Dans les années 1980, Albert Oehlen participe à plusieurs expositions et évènements, et s’il expose fréquemment aux côtés des néo-expressionnistes, il se singularise de ses derniers par un questionnement continu de la peinture, au-delà des clivages entre abstraction et figuration.
Les « Finger Malerei » ou peinture avec les doigts, dans sa transcription littérale de 2008, sont une recherche paradoxale d’une « belle peinture ». Il emprunte différentes techniques, notamment à l’Action Painting, mais sa palette de couleurs entre en conflit avec le graphisme rudimentaire des images et des affiches contrecollées sur la toile. Masquées par ses traces de doigts colorées de rose, de bleu, de vert, d’oranger, de traits noirs… les œuvres scintillent presque et l’émotion l’emporte en ouvrant une lisibilité belle. Oehlen utilise les collages dans ses œuvres graphiques, il détourne certaines images, les retranscrit avec un logiciel graphique, les agrandit, les dissimulent à peine sous la peinture, les découpe, les colle. Distorsion de formes d’expression. Traits calligraphiés ou pixellisés, rythme effréné d’une peinture musicale.
« Je ne sais pas vraiment ce que je veux, sauf faire de la peinture que je voudrais voir (…) Je sais que j’aime certaines procédures. Mais c’est aujourd’hui et ça peut changer. Dans les années 1980, je peignais avec des couleurs parce qu’elles étaient là simplement, et les objets avaient des contours noirs parce que c’était stupide et que j’aimais ça.
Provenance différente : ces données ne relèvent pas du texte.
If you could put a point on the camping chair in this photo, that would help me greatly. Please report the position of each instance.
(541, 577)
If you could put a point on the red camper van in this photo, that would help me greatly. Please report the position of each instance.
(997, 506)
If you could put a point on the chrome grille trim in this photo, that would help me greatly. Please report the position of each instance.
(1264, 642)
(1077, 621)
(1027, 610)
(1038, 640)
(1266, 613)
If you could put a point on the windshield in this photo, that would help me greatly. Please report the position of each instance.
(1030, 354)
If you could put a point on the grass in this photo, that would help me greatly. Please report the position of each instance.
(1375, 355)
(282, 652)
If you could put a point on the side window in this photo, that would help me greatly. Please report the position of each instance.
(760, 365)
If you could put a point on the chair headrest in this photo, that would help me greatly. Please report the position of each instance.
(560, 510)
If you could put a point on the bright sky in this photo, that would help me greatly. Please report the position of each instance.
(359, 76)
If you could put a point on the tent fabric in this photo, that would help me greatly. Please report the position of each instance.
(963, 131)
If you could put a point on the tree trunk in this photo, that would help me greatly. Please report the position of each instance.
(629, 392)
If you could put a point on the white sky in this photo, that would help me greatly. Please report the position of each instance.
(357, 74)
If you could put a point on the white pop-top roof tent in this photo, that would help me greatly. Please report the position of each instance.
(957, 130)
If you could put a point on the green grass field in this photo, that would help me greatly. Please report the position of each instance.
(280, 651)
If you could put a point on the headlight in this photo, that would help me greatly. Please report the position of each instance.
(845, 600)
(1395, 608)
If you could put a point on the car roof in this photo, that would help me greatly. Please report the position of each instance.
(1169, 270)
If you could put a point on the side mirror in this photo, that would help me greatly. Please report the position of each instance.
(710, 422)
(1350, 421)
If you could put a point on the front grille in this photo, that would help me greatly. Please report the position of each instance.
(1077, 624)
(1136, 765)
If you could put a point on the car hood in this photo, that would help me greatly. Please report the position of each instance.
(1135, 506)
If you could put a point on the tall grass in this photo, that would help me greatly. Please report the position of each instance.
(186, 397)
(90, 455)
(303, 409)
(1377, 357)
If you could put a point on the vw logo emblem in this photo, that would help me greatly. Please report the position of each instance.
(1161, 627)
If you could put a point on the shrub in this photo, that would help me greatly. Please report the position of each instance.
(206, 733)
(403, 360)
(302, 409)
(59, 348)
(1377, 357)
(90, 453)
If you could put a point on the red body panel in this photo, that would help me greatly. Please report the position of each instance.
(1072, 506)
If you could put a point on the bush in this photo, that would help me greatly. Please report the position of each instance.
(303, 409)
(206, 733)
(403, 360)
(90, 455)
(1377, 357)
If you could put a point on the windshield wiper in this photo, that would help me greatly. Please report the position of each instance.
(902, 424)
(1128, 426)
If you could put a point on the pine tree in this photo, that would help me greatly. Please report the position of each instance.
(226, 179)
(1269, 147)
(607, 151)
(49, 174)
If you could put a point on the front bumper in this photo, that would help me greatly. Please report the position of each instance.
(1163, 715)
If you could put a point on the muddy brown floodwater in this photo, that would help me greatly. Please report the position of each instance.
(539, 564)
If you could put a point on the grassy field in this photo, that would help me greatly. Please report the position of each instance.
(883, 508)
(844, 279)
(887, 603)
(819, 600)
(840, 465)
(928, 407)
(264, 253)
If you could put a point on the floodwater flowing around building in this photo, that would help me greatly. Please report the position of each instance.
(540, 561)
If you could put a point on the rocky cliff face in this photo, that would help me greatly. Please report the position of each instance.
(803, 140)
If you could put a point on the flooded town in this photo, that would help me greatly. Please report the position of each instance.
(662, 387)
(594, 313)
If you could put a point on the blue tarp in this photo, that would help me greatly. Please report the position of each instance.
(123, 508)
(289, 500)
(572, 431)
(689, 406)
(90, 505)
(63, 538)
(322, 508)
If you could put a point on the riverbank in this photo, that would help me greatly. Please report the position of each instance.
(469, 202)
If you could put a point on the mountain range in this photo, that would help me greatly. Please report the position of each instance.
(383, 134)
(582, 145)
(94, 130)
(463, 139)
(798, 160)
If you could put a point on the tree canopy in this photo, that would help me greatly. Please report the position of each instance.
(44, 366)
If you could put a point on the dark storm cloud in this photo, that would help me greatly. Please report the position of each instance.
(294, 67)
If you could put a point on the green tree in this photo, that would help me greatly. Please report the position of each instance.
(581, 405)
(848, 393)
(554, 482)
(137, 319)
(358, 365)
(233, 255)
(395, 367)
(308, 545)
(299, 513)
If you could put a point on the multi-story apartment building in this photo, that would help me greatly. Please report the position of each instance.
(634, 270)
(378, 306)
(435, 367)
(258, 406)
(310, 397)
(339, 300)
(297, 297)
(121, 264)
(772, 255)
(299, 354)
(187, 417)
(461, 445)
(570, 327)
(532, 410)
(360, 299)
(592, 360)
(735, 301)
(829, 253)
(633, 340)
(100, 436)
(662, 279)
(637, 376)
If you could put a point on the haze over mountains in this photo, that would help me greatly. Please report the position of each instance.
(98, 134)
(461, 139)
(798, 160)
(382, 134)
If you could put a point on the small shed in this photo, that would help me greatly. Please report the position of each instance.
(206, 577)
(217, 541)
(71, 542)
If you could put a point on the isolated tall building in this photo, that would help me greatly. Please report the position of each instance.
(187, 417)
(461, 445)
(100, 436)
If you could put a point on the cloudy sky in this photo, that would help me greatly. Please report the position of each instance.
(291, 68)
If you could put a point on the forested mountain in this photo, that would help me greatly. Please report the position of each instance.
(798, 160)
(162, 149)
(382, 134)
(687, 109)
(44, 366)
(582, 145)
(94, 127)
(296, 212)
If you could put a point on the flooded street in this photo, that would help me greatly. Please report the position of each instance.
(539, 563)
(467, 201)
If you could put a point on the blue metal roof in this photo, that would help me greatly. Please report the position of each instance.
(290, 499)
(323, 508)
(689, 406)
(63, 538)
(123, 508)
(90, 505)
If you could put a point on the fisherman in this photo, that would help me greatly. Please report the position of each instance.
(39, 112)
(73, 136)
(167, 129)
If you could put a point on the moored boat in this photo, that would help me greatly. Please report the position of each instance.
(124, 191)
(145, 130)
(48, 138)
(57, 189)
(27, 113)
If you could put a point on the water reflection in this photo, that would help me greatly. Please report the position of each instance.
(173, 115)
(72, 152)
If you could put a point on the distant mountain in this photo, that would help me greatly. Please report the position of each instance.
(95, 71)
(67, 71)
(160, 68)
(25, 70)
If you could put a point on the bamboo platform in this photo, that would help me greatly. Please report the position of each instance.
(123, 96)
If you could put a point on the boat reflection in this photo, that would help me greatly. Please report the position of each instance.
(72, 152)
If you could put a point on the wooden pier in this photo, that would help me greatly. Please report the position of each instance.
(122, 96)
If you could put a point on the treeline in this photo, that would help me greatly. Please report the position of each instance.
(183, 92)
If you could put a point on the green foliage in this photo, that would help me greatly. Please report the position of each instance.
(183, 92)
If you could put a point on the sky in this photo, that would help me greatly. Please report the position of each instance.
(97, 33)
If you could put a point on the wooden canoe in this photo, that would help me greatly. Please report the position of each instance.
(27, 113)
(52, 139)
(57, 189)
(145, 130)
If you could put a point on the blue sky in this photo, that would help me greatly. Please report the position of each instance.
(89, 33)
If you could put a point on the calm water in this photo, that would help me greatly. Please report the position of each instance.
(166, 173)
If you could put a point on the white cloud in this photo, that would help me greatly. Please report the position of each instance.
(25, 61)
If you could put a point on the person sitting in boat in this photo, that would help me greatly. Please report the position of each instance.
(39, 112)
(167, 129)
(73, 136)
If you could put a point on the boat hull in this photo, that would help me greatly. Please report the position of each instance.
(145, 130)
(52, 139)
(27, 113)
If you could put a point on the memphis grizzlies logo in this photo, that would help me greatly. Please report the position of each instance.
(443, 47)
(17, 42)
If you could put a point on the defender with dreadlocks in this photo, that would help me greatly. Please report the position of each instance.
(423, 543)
Pendant un temps dans les années 1990, j’ai aimé le « très coloré » et je l’ai peint de manière à ce qu’il ait l’air « très coloré ». Maintenant j’accorde beaucoup d’attention aux couleurs et j’essaie de les manier avec soin. Il y a tout le temps des ordres qui me disent ce qu’il faut faire, mais derrière tout ça il y a ce souhait secret de faire une peinture incroyablement belle » Albert Oehlen, 2009
C’est ce secret que nous partageons, visiteur incertain dans cet univers explosé de couleurs sur fond blanc, entre réalité et abstraction.